Desire at the End of the World

Finally, it ends. In empty space, bodies collide, heat without the production of form, just release. I feel so greedy you say, as your hand creeps down your thigh, but greed is want constrained by extraction—here, awash in the orange of what could have been, there is nothing left. How desire makes scarce the flesh we find inescapable. Deeper, then, into pulsing membrane and nerves entangling violence into pleasure, our slick guts held in by the dim pressure of distant constellations. A debris cloud stalks the horizon, sweeping decades of spent casings across polished floors; an exhausted animal rests its head on scorched earth, texts loved ones I hope you made it out all right; everything eventually looks the same, you on your knees, begging for the rhythm of catastrophe. There is no beginning again. Better to plant your hands in scabbed soil, our well-watered roots recalling the forest, not the axe.
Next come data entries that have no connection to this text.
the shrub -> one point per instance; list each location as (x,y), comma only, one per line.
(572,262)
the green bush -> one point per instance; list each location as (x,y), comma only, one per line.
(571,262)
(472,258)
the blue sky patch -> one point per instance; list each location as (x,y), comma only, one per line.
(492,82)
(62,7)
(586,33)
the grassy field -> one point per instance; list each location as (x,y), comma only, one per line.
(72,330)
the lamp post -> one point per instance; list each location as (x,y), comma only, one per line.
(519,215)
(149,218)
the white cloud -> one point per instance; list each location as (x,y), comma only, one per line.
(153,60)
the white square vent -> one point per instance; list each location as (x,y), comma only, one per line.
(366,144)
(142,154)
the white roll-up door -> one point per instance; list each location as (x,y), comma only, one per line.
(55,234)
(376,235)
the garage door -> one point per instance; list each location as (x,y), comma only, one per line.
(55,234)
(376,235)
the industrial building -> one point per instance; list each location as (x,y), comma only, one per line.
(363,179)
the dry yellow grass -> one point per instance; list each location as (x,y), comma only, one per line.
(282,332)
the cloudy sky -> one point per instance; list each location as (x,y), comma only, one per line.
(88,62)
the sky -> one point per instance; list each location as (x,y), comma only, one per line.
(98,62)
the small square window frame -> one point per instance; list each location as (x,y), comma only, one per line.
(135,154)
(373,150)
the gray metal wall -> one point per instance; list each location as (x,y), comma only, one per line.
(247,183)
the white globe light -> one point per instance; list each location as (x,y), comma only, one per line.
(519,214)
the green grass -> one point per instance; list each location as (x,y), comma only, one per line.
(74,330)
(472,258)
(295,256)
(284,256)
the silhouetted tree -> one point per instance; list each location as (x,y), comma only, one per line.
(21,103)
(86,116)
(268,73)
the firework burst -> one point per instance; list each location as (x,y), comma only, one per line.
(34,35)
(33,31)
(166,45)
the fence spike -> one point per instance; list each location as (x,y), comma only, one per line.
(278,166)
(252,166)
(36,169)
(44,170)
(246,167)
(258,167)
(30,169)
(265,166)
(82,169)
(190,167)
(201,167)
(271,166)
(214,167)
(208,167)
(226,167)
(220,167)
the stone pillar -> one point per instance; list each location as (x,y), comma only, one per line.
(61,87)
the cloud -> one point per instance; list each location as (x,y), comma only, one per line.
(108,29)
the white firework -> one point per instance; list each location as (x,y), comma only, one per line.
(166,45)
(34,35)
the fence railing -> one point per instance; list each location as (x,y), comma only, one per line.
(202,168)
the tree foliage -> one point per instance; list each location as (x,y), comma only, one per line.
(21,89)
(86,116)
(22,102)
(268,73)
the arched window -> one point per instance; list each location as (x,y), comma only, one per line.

There is only our warmth—soon, indiscernible beneath the sun.

the end unfurling
your throes steadied by my hands
scars fade from our palms

 

Justin Aoba is a writer and editor based in NYC. His work appears in the Oakland Review, Black Stone / White Stone, Five South, Chicago Quarterly Review, and elsewhere. He is Deputy Poetry Editor at Identity Theory and a member of Heung Coalition, where he helps organize a weekly writing workshop.